Penulis: Yurika Nendri Novianingsih
Editor: Garudea Prabawati
Pasukan Pertahanan Nasional Karenni, salah satu milisi terbesar yang menentang junta, mengatakan yang tewas bukanlah anggota milisi tetapi warga sipil yang mencari perlindungan dari konflik.
"Kami sangat terkejut melihat semua mayat dengan ukuran berbeda, termasuk anak-anak, wanita dan orang tua," kata seorang komandan dari kelompok itu kepada kantor berita Reuters.
Seorang juru bicara militer Myanmar mengatakan pertempuran telah pecah di Hpruso pada hari Jumat (24/12/2021) setelah pasukannya berusaha menghentikan tujuh mobil yang mengemudi dengan cara yang mencurigakan.
Seorang pejabat tinggi Perserikatan Bangsa-Bangsa (PBB) mengatakan, dia merasa "ngeri" dengan laporan tewasnya 35 warga sipil akibat dibakar di Myanmar timur.
PBB menuntut pemerintah melakukan penyelidikan menyeluruh dan transparan.
Sebuah kelompok pemantau dan media lokal menyalahkan serangan itu pada pasukan militer.
"Saya mengutuk insiden menyedihkan ini dan semua serangan terhadap warga sipil di seluruh negeri, yang dilarang berdasarkan hukum humaniter internasional," kata Wakil Sekjen PBB untuk Urusan Kemanusiaan, Martin Griffiths, Minggu (26/12/2021), seperti dikutip dari Al Jazeera.
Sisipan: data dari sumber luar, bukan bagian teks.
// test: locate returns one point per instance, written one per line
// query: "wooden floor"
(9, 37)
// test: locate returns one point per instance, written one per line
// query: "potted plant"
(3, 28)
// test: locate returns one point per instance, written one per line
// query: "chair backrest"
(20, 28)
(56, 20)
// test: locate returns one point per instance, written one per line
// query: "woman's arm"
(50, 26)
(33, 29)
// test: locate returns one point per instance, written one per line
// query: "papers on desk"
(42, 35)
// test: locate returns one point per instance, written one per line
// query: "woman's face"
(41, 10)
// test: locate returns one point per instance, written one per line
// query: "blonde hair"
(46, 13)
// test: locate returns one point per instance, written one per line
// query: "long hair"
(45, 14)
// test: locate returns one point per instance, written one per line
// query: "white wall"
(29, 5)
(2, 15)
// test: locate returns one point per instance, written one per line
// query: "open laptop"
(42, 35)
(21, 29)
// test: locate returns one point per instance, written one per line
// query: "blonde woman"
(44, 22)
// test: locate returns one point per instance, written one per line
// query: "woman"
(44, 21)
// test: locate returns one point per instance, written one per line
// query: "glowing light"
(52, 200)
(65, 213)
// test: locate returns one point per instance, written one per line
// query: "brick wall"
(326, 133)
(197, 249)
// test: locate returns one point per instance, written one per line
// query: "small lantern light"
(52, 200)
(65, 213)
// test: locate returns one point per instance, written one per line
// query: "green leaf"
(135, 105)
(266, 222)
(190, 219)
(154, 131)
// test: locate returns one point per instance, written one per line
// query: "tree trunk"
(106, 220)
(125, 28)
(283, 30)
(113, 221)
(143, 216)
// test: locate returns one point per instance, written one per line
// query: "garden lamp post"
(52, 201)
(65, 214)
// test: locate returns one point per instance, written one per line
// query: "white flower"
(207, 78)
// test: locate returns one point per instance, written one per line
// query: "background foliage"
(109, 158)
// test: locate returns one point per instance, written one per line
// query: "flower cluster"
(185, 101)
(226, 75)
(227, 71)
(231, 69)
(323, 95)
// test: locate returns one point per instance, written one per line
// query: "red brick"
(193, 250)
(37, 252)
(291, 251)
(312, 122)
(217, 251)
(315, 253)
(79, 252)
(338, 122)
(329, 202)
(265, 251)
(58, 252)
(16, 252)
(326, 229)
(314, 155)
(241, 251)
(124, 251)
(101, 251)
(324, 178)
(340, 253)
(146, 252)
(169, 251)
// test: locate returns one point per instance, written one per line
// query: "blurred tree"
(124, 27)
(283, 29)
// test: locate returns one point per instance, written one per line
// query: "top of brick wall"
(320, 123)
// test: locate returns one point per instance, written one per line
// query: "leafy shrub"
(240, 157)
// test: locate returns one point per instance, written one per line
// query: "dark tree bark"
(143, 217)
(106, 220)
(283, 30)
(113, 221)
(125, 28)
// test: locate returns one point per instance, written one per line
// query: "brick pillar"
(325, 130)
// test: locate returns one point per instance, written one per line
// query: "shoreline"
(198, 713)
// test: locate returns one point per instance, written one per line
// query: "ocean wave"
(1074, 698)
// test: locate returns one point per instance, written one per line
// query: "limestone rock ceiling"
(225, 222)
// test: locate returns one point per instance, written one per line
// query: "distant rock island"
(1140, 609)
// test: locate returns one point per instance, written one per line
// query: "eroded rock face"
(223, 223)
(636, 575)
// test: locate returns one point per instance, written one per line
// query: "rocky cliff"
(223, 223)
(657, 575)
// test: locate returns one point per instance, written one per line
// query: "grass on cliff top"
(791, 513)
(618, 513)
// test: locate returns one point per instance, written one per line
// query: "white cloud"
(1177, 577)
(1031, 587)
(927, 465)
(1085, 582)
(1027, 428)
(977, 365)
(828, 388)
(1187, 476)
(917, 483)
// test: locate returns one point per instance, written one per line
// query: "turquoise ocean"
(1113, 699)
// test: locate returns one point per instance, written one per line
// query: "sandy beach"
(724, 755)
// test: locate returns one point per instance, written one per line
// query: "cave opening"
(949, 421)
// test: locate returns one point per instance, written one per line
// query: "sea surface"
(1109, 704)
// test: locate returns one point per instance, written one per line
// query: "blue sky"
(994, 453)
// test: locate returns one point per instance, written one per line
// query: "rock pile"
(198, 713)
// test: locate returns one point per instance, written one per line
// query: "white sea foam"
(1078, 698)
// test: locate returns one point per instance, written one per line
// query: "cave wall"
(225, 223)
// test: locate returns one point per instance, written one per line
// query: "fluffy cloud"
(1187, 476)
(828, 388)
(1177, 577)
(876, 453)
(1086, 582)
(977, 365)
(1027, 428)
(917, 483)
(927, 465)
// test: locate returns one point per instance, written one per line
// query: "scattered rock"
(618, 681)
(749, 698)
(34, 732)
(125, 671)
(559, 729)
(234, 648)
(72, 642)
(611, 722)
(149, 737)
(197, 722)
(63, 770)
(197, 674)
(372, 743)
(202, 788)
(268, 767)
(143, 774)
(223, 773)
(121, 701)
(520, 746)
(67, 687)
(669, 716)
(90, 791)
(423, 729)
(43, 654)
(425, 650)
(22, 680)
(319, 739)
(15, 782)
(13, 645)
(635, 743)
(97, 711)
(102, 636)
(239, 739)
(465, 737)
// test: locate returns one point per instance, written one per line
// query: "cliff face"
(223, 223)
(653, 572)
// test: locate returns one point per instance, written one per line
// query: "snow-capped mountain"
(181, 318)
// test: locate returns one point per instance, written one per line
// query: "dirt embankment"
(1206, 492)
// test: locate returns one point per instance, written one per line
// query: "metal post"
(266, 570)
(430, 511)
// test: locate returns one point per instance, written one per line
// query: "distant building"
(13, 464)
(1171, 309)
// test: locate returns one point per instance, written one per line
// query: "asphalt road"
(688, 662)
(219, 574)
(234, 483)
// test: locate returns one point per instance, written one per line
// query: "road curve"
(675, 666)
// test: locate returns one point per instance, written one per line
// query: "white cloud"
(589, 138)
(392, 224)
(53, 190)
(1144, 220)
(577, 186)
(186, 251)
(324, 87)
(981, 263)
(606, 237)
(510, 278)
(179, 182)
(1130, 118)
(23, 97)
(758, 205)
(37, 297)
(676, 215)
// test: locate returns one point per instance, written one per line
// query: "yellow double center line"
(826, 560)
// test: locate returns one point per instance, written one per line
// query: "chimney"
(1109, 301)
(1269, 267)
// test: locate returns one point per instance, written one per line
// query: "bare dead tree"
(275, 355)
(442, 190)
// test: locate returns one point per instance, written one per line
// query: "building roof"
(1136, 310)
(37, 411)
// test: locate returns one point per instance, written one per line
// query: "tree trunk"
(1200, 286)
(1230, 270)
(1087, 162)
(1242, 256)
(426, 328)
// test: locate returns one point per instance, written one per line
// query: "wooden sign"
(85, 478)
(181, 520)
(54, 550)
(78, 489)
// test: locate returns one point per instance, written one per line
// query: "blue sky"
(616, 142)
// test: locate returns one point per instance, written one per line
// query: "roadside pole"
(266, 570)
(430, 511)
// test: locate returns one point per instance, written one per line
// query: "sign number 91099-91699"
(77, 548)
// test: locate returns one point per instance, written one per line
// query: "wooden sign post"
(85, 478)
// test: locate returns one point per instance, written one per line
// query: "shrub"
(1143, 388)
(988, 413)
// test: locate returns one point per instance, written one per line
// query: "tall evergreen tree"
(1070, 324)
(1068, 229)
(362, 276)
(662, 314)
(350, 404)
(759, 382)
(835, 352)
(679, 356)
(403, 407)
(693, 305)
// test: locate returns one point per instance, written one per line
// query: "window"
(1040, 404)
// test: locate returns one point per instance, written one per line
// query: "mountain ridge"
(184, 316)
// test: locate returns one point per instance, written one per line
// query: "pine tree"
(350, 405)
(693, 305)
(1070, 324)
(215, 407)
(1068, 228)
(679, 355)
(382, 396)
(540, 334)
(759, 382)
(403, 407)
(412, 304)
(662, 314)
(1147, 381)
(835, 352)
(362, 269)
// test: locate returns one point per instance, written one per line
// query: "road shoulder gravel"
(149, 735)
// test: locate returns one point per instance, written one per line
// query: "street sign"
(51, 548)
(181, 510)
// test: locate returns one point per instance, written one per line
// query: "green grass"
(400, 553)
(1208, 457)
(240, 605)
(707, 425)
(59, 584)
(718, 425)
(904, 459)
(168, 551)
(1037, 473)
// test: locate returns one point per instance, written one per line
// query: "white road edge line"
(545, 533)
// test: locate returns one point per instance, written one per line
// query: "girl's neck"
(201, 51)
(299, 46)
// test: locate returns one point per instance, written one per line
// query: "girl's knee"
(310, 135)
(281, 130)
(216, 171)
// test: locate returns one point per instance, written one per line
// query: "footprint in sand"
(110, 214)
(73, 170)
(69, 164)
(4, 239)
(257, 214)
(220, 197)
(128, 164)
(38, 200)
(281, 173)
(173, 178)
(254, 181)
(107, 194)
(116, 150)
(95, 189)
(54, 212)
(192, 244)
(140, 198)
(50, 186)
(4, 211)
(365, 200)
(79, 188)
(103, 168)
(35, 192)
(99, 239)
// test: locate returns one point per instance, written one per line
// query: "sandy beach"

"Saya meminta pihak berwenang untuk segera memulai penyelidikan menyeluruh dan transparan atas insiden tersebut sehingga pelaku dapat segera dibawa ke pengadilan," kata Griffiths.
“Selain itu, saya menyerukan kepada Angkatan Bersenjata Myanmar dan semua kelompok bersenjata di Myanmar untuk mengambil semua tindakan untuk melindungi warga sipil dari bahaya,” tambahnya.
Kedutaan Besar Amerika Serikat di Myanmar mengatakan, pihaknya terkejut dengan serangan barbar di negara bagian Kayah yang menewaskan sedikitnya 35 warga sipil, termasuk wanita dan anak-anak.
"Kami akan terus mendesak pertanggungjawaban atas para pelaku kampanye kekerasan yang sedang berlangsung terhadap rakyat Burma," katanya dalam sebuah pernyataan di media sosial.
Kekacauan Myanmar
Myanmar berada dalam kekacauan politik sejak militer menggulingkan pemerintah terpilih pemenang Nobel Aung San Suu Kyi pada Februari, menuduh kecurangan dalam pemilihan yang dimenangkan partainya.
Lebih dari 1.300 orang tewas dalam tindakan keras oleh pasukan keamanan.